A year later than Chamberlin and Robinson, the German economist, H. von Stackelberg, showed some of the implications or potentialities of the theory of mo­nopolistic competition by independently developing it in a form suitable for Fascism. In addition to the purely quantitative profit principle, he introduces several elements in pricing. These include habits, tendencies to stability, agreements, and time lags. Stackelberg distinguishes and analyzes various cases of duopoly and of joint demand.

Other German economists have developed the theory.

In France, relatively little seems to have been done in this field until very recently.

But in Holland and Scandinavia, a good deal has been added. One of the earlier independent thinkers in this field, F. Zeuthen of Denmark, has continued to discuss problems of price policy, advertising expense, and market homogeneity. He and other Scandinavian economists have worked effectively with engineers.
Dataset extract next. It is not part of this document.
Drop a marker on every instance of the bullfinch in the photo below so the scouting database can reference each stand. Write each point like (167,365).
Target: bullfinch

Notable is the thought of J. Tinbergen, who in 1946 showed the results of extensive study of monopoly, duopoly, and oligo­poly. He brings out the limitations of mathematical treatment of the subject, emphasizing the difference between short and long term considerations, and the existence of extra-economic motives. And W. L. Snijders has presented a searching and suggestive criticism of the theories of the leaders in limited-competition theory. He emphasizes qualitative problems.
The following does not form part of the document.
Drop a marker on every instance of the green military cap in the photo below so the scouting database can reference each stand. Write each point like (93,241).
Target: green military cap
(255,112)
In England, N. Kaldor contributed to the development of Robinson's approach.

In America, after Chamberlin's book, the main tendency was toward special studies describing and analyzing the behavior of firms in deciding on prices, sales policies, and outputs. Robert Triffin and G. J. Stigler appear as the chief contributors to the general theory; but A. R. Burns's book on The Decline of Compe­tition (1936) should also be mentioned as having had consider­able influence. For the rest, there have been numerous articles and monographs dealing with the classification of markets, price policies, and spatial relations in individual industries and trades, with J. M. Clark outstanding. One development is the realization that under conditions of oligopoly, the demand or sales curve of-the firm may be "kinked" or bend sharply at the point of the current price, because reactions expected from com­petitors if the price were raised differ from those that would result if the price were reduced. These writings exerted a con­siderable influence upon public policy concerning regulation of business, notably with reference to anti-trust procedure, price-fixing, and the "basing point system." But, after a careful study of contemporary thought in 1948, one sympathetic student of the subject ends by referring to "the extremely inconclusive and fragmentary character of our solutions to these problems at present, and the nascent character of much of the needed research endeavor."